Whether for cultural reasons, misinformation, or mistrust of the medical system, minorities too often resort to emergency medicine instead of preventive medicine. To combat the deleterious effect of this practice on the health of the community around it, the State University of New York at Downstate Hospital in Brooklyn is building and nurturing relationships with local African-American, African, Caribbean and Latino populations through initiatives in churches, beauty parlors and barbershops, and health fairs. “The key to a healthy community is the proper dissemination of information from the medical institutions that surround it,” says Dennis P. Andrulis, director of the Social Health Landscape of Urban & Suburban America project at SUNY Downstate, which documents the social and health improvements and challenges in the nation’s 100 largest cities and their suburbs.

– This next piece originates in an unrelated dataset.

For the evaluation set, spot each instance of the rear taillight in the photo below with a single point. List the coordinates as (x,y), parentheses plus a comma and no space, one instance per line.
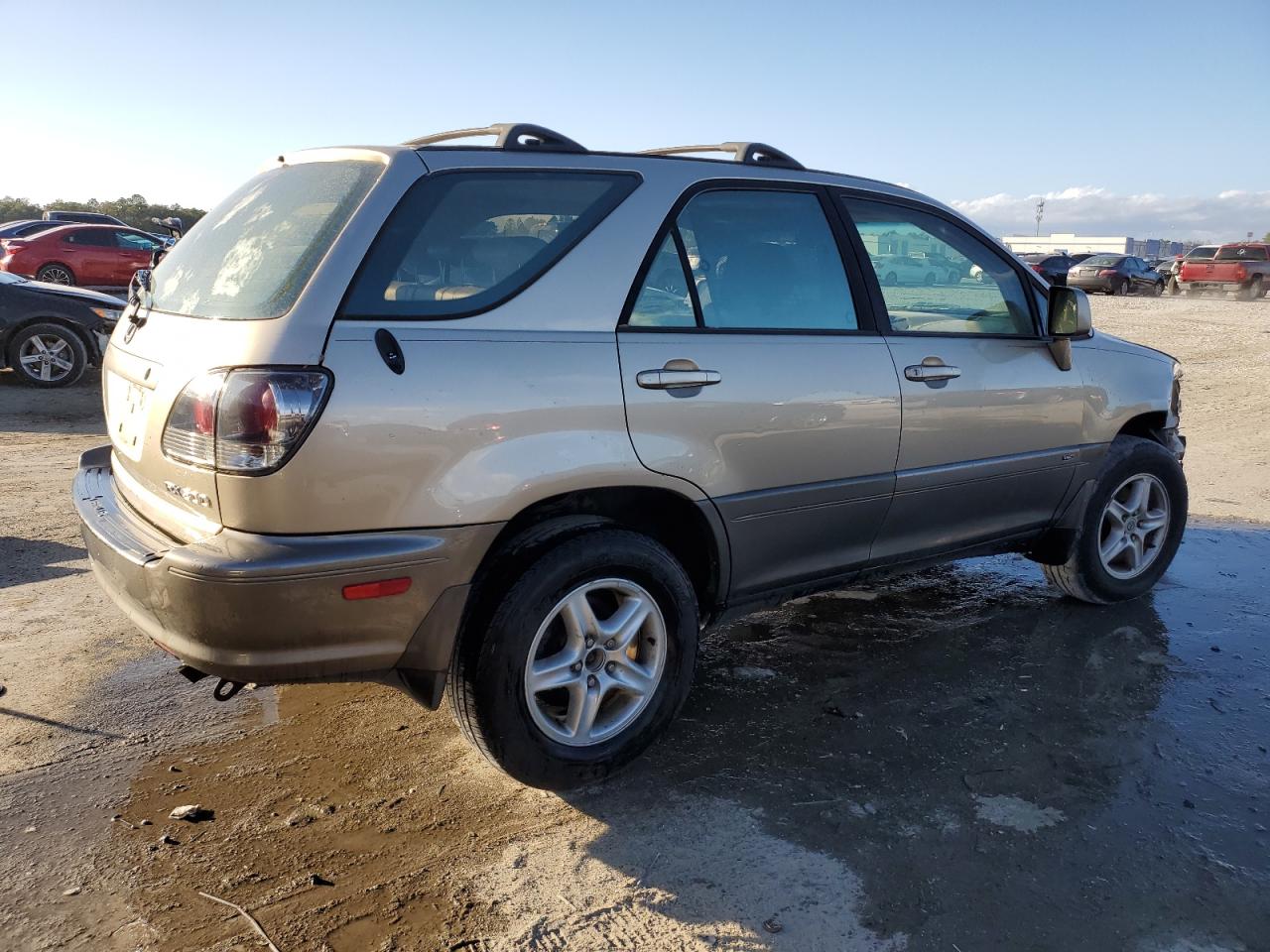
(244,421)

Downstate president John C. LaRosa says 50 percent of the hospital’s patients are on Medicaid and many are uninsured, which makes efforts to combat emergency medicine even harder. “Many of our patients come in when the diseases are progressing and we have to treat [not only] that particular illness, but also the complications that arise from a delayed diagnosis,” he says.

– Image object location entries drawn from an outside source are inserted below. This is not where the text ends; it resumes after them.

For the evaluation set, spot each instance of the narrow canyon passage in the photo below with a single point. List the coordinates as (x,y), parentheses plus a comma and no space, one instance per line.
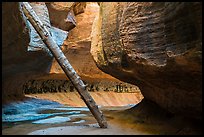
(141,62)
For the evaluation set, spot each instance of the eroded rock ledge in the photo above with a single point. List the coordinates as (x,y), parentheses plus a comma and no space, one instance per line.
(156,46)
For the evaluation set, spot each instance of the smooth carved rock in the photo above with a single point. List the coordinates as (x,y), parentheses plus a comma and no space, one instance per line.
(18,65)
(156,46)
(62,14)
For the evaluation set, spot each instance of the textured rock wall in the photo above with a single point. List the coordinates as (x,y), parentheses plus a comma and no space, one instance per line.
(77,46)
(18,65)
(156,46)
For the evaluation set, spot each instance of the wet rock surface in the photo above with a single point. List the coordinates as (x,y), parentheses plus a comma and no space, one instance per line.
(95,85)
(156,46)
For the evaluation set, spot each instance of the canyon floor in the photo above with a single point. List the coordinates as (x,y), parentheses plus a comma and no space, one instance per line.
(63,119)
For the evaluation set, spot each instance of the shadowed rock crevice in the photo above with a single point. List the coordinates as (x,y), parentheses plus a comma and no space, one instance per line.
(162,44)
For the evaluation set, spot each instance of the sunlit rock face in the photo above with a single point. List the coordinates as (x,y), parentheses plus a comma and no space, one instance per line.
(18,65)
(156,46)
(62,14)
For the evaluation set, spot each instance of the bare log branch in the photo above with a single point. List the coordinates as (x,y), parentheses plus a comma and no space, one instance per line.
(63,62)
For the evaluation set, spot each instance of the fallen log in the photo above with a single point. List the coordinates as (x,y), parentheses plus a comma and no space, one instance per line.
(63,62)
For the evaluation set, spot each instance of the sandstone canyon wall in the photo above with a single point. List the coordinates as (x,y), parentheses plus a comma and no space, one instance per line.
(157,46)
(18,65)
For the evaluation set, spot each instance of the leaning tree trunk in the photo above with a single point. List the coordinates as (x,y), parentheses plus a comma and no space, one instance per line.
(63,62)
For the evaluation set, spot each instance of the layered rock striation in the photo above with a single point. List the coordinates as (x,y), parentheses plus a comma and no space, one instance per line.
(155,45)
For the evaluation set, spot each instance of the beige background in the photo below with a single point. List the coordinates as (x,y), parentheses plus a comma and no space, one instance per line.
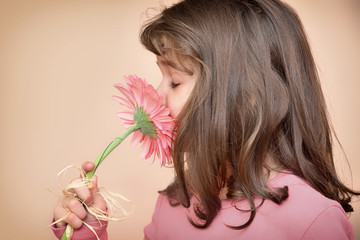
(58,61)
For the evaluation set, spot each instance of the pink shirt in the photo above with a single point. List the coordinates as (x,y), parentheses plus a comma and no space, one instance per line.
(306,214)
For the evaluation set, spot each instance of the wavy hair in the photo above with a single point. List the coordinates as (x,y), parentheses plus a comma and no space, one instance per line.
(258,97)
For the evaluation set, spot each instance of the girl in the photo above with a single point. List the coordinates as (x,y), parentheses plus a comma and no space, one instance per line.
(253,154)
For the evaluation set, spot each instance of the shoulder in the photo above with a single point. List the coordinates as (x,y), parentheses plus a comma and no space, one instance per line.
(312,215)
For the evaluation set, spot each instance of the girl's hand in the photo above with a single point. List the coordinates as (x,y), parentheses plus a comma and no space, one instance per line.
(78,212)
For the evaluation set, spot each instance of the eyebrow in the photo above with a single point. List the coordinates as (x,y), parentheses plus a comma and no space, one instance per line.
(167,63)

Andrulis, who has a doctorate in educational psychology and a master’s in public health, argues that the good or bad standing of the nation’s economy has a strong correlation to the health of minorities of color. “The major issues for urban health are infant mortality, sexually transmitted diseases and HIV, combined with the long-standing effects of poverty. Across the country we see improvement in treating these illnesses when the economy is good,” he says. “But these numbers may be overtaken during a slow economy [that affects poor communities harshly].”
He notes that diabetes in children is competing with asthma and heart disease in the inner city, and that obesity and Type 2 diabetes have reached epidemic proportions in urban America. According to the American Diabetes Association, African-Americans experience higher rates of at least four serious complications of diabetes: cardiovascular disease, blindness, amputation and end-stage renal disease [kidney failure]. The association also reports that African-Americans are 1.6 times more likely to have diabetes than non-Hispanic whites; 25 percent of African-Americans between the ages of 65 and 74 have diabetes; and one in four African-American women more than 55 years of age has diabetes.

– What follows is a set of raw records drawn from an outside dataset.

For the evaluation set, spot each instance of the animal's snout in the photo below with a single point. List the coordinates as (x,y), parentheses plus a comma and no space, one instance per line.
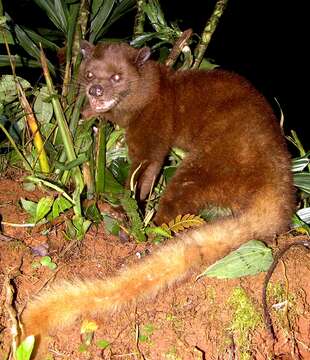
(96,90)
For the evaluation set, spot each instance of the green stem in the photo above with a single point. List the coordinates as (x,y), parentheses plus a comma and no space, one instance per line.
(208,32)
(101,158)
(20,154)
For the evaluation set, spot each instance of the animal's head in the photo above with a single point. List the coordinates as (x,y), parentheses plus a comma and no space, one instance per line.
(111,75)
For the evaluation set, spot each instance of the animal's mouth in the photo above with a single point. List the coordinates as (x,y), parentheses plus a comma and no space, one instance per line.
(101,105)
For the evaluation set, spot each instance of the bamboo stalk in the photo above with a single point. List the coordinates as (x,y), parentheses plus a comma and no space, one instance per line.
(65,134)
(208,32)
(33,126)
(138,28)
(101,158)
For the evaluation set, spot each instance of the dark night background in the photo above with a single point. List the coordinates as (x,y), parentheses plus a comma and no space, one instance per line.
(261,39)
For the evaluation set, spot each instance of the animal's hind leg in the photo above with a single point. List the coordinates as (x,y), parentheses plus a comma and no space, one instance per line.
(187,192)
(196,185)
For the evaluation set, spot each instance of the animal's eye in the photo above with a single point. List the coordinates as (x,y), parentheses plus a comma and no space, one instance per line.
(89,75)
(115,78)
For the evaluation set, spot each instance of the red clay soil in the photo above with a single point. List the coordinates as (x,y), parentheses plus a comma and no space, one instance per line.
(194,320)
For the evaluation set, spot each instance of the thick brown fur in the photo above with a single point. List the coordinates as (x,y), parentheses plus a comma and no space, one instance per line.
(236,158)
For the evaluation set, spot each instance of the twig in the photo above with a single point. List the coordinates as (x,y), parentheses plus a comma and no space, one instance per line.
(178,47)
(278,256)
(208,32)
(138,28)
(8,304)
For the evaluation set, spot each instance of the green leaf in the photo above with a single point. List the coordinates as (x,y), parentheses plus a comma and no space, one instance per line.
(299,164)
(250,259)
(158,230)
(43,208)
(302,181)
(111,225)
(8,90)
(24,350)
(102,12)
(111,184)
(102,344)
(60,205)
(42,107)
(55,12)
(29,206)
(304,214)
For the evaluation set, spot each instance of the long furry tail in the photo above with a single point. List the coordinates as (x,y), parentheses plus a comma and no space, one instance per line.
(60,305)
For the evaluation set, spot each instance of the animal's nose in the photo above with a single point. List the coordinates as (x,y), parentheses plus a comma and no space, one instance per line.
(96,90)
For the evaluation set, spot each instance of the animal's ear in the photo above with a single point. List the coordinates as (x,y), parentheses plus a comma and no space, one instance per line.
(86,49)
(142,56)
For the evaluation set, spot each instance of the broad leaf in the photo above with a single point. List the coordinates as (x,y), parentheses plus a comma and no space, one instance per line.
(250,259)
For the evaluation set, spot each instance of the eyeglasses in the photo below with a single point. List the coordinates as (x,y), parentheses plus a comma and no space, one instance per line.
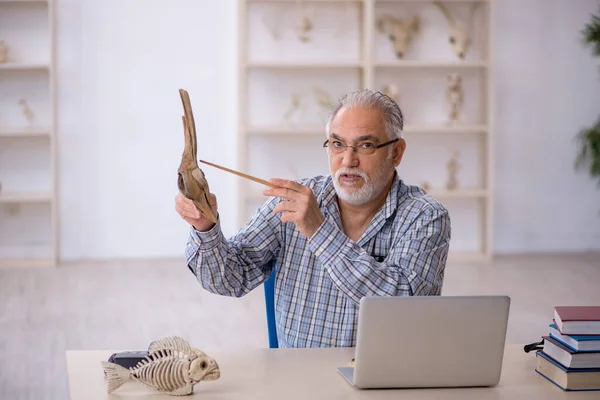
(365,148)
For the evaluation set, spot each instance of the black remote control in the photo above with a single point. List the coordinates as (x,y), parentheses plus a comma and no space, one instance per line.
(128,359)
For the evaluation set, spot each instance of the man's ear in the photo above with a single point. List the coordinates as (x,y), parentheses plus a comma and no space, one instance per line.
(399,148)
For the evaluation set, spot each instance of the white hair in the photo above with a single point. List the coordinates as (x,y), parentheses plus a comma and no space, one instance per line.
(365,98)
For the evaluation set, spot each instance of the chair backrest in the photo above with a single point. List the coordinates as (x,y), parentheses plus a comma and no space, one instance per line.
(269,289)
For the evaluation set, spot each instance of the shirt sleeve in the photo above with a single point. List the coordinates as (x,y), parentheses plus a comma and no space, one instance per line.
(235,266)
(414,267)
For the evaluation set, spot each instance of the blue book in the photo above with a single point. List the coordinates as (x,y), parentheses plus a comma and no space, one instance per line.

With research showing that communities of color increasingly are being serviced by teaching hospitals, relationships like those being fostered by Downstate are even more imperative. “We have become more culturally sensitive to the communities we serve,” says Maria Yomtov, R.N., director of the Center for Community Health Promotion and Wellness at Downstate. “The relationship with churches and community leaders allows us to show them how to take baby steps toward changing their diet habits, proper use of medication, decrease of alcohol [use] and smoking, and consciousness about exercising and practicing preventive medicine,” she says.
Aside from its health initiatives, Downstate also serves as an economic engine for the community, providing badly needed jobs and spurring a slew of business services. LaRosa, who is a medical doctor, considers this dual role a great opportunity for the development of the community and for growing future scientists. “I feel that in order to make real progress in fighting these epidemics [diabetes and heart disease], studies need to be performed in areas where you have a high-risk population,” he says. “Doing a study in a suburban middle-class community will have no effect on low-income, minority communities where there is a higher probability for the disease.”
The hope is that new studies and stronger emphasis on educational programs tailored to individual communities will have a positive impact on the state of urban health, he says.